Un dispositif mieux indemnisé mais critiqué
Ce nouveau congé s'ajoute aux congés maternité, paternité et d'adoption. Il permet de bénéficier d'un ou deux mois de congé, avec une indemnisation de 70 % du salaire net pour le premier mois, puis 60 % pour le second. Les parents peuvent le prendre en deux périodes distinctes, simultanément ou successivement. Cependant, le niveau d'indemnisation est jugé insuffisant pour les foyers les plus modestes.
Des craintes sur l'égalité réelle
Nahilé, du collectif féministe Nous Toutes, dénonce une « mesure poudre aux yeux » : « On craint que les personnes précaires ne prennent pas ce congé compte tenu des indemnisations et que dans les couples parentaux, ce soit la personne qui a le salaire le moins élevé qui s'en saisisse pour éviter au maximum des pertes de revenus. » Elle regrette que le dispositif ait été élaboré sans concertation avec les associations et collectifs concernés.
En 2024, dans le secteur privé, le salaire moyen des femmes est inférieur de 21,8 % à celui des hommes, selon l'Insee. L'association anticipe donc que les couples choisiront plus souvent que la mère prenne le congé, pour des raisons économiques. Autres critiques : le dispositif engendre « un coup de rabot sur les allocations familiales pour les familles qui ont des adolescents entre 14 et 18 ans » et les indemnités ne sont pas cumulables avec les allocations chômage.
Un intérêt pour les pères selon une spécialiste
Olivia Troupel-Pezet, maître de conférences en psychologie du développement de l'enfant à l'université de Toulouse, reconnaît que « le dispositif est dégressif et commence à 70 % du salaire, donc c'est sûr que les salaires les plus bas ne vont pas pouvoir en bénéficier ». Elle souligne néanmoins l'intérêt pour les pères de s'en saisir afin que le couple « apprenne à devenir parent ensemble ».
Selon cette psychologue, également codirectrice adjointe du groupement d'intérêt scientifique Bébé, petite enfance en contexte, « l'un des facteurs de protection du stress aussi bien maternel que paternel, c'est le conjoint ou la conjointe. Le fait qu'ils soient ensemble peut être très important pour le développement de la parentalité mais aussi le développement de l'enfant. »
L'importance de l'implication paternelle précoce
Les maternités sont de plus en plus ouvertes aux pères, certaines proposant même des lits pour les accueillir la nuit. Toute initiative qui inclut les pères le plus tôt possible est bénéfique. « Les hommes n'ont pas porté le bébé, prodiguer des soins contribue à les rendre pères, explique Olivia Troupel-Pezet. On sait qu'au niveau physiologique, plus le papa va être avec son enfant, plus il va sécréter d'ocytocines et plus son taux de testostérone va baisser, favorisant l'établissement d'un lien avec son enfant. »

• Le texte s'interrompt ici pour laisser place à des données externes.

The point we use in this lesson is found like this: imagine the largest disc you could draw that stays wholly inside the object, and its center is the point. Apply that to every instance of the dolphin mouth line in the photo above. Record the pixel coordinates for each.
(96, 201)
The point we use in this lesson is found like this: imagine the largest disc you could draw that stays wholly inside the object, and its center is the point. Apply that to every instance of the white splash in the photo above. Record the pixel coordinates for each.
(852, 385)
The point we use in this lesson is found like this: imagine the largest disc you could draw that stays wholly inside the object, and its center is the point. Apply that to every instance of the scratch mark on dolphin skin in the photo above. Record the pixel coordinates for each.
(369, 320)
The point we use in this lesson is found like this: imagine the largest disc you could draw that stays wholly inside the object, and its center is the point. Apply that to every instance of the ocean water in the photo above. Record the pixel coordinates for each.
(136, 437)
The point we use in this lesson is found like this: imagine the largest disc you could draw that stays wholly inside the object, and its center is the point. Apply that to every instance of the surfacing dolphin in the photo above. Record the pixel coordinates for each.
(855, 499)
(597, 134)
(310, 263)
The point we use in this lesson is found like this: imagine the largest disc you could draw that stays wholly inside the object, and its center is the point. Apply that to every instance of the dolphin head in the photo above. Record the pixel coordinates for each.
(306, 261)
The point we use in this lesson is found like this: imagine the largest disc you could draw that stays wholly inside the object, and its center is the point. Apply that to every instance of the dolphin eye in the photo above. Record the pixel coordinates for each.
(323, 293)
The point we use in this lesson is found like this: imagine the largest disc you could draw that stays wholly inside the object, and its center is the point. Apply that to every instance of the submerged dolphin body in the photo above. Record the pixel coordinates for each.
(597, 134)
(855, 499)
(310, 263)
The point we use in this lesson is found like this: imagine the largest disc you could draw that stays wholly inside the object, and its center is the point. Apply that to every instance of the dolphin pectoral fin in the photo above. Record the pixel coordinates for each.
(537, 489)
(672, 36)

Des freins sociétaux persistants
La parentalité se construit dans la durée et n'est pas innée. « Les pères ont besoin de temps avec leur enfant, insiste la psychologue. Ce n'est pas être un sous-homme, ou être moins viril que de s'occuper de son bébé. » Elle relève des freins dans l'organisation de la société, comme le fait que changer son bébé à l'extérieur se passe souvent dans les toilettes des dames.
Elle décrit les rôles de la mère et du père comme différents et complémentaires : la mère assure une fonction de sécurité, tandis que le père joue un rôle de pont social. « Alors qu'avec un porte-bébé, la maman va porter le ventre du bébé contre le sien, où il ne voit pas grand-chose du monde extérieur, le papa va davantage le porter dos contre son ventre, une position dans laquelle il voit tout le monde extérieur », illustre-t-elle.